В этом месте собачонка проснулась, с презрением глянула на хозяйку и погрузилась в безразличную дрему опять. Самсонова с трудом скрыла улыбку.
— Не каждый день с благородными дамами конфузы случаются, — на всякий случай подтвердила она, имея надежду в процессе узнать, что за конфуз постиг Генриетту Карловну.
Та же вводить ее в курс дела не спешила: более того, она начала делиться нахлынувшими вдруг впечатлениями.
— Ах, лицо даже горит! До сих пор хожу как в тумане!

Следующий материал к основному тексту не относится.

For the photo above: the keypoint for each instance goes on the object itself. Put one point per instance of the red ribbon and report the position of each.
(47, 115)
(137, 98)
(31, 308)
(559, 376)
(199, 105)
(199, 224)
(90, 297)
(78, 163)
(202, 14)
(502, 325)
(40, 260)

А как тогда, утром, мне было стыдно! — закатывая глаза, призналась Куськина и страстно чмокнула в закудрявленный лоб свою собачонку. — Стыдно и противно до мозга костей! — неистово заключила она.
Самсоновой, и как «инженеру человеческих душ», и как обычной женщине, стало понятно: вспоминает об этом стыде Куськина с тем озорным удовольствием, с которым приличные дамы совершают постыдное, но очень приятное.
— Так что же с вами случилось? — спросила она, рассчитывая на откровенность, на которую Генриетта Карловна никогда не скупилась.
— Ах, Далила Максимовна, — игриво погрозила пальцем Куськина мать, — вы настоящая женщина!
Самсонова не отпиралась.
— Очень на это надеюсь, — сказала она, — но хотелось бы знать, что дало тому подтверждение. Что навело вас на эту очевидную мысль?
Генриетта Карловна капризно пожаловалась:
— Только настоящая женщина умеет по-дружески мстить. Признайтесь, я вам надоела?
У Самсоновой едва не сорвалось с губ: «Еще как надоели!»